Cuando los discípulos preguntaron a Jesús acerca de quién es el mayor en el reino de los cielos (Mat. 18: 1), Jesús les reprendió, como vemos en el versículo de hoy, con cierta severidad. Los discípulos trataban de averiguar cómo sería su propia grandeza eterna, y Jesús les dijo de forma clara y directa que, a menos que cambiasen, ¡ni si quiera iban a entrar en el reino de los cielos! Obviamente, seguir a Jesús, escuchar sus enseñanzas, y tener una creencia general, no es suficiente. La salvación, o, como dijo Jesús, «entrar al reino de los cielos», implica una completa sumisión y entendimiento de nuestra incapacidad de salvarnos a nosotros mismos. El reino de los cielos no es algo que logremos; es un regalo que debemos recibir de nuestro Padre celestial.

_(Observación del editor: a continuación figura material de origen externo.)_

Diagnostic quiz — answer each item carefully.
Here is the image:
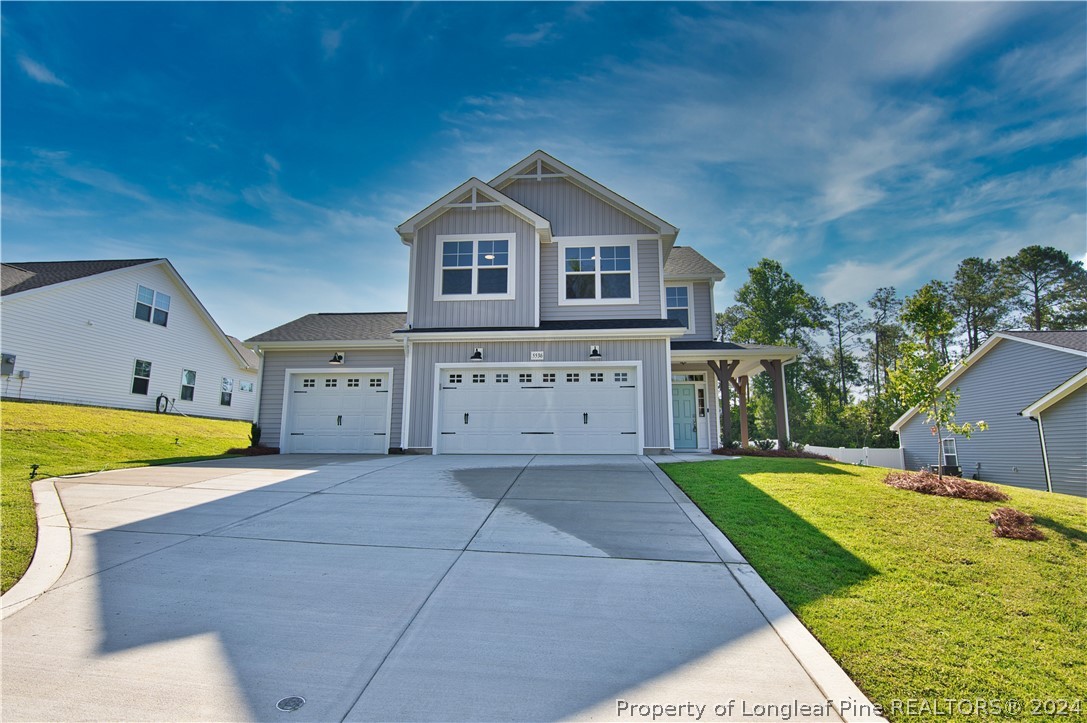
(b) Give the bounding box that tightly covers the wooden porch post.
[759,359,789,449]
[707,359,740,447]
[732,376,751,447]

Aquella mañana los discípulos habían perdido de vista la verdadera grandeza que tenían. Pensando en el futuro de gloria personal, habían pasado por alto el hecho de reconocer que estaban en el lugar de mayor prestigio que un ser humano puede tener. Olvidaron que en ese preciso instante en que discutían nimiedades, ya estaban en el lugar que muchos patriarcas y profetas habrían deseado para sí. Los discípulos estaban junto a Jesús, que es el lugar más encumbrado que se puede tener. Tristemente, los discípulos habían apartado su vista de la bendición de estar con Jesús y manifestaban un espíritu similar al del hijo prodigo cuando reclamó a su padre la herencia. Los discípulos querían saber quién de ellos recibiría una herencia más grande y sería el mayor en los cielos.

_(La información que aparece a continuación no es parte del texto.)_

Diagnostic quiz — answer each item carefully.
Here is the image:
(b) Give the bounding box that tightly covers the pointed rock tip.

Dios quiere que aprendamos, como los discípulos, que la verdadera grandeza de un ser humano es estar cerca de Jesús. El mayor anhelo de nuestro Salvador es que nosotros lo busquemos de manera desinteresada.

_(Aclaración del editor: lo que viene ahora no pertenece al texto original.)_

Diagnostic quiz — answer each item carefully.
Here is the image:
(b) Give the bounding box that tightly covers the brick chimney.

Una de las cualidades de la mayoría de los niños es que les gusta estar donde están sus padres. Algunas veces me ha tocado hacer algunas tareas de madrugada. Aunque trataba de salir de la casa sin que mi hijo lo notara, él se despertaba, venía corriendo y me decía: «Papi, yo voy contigo». Lo lindo de esto es que mi hijo lo hacía sin ningún interés; él no lo hacía por ganarse la casa que le voy a dejar como herencia; no lo hacía por interés de que le comprara un automóvil; no lo hacía por ganarse un amor más grande que el que tengo por mi hija; lo hacía porque, para él, estar con su padre era siempre lo más emocionante. Decide hoy estar con Dios no por el cielo y las grandezas que te ha prometido. Dile: «Señor, te amo. Mi anhelo más grande es caminar contigo no por interés, sino por el eterno agradecimiento de lo que hiciste por mí en la cruz del Calvario».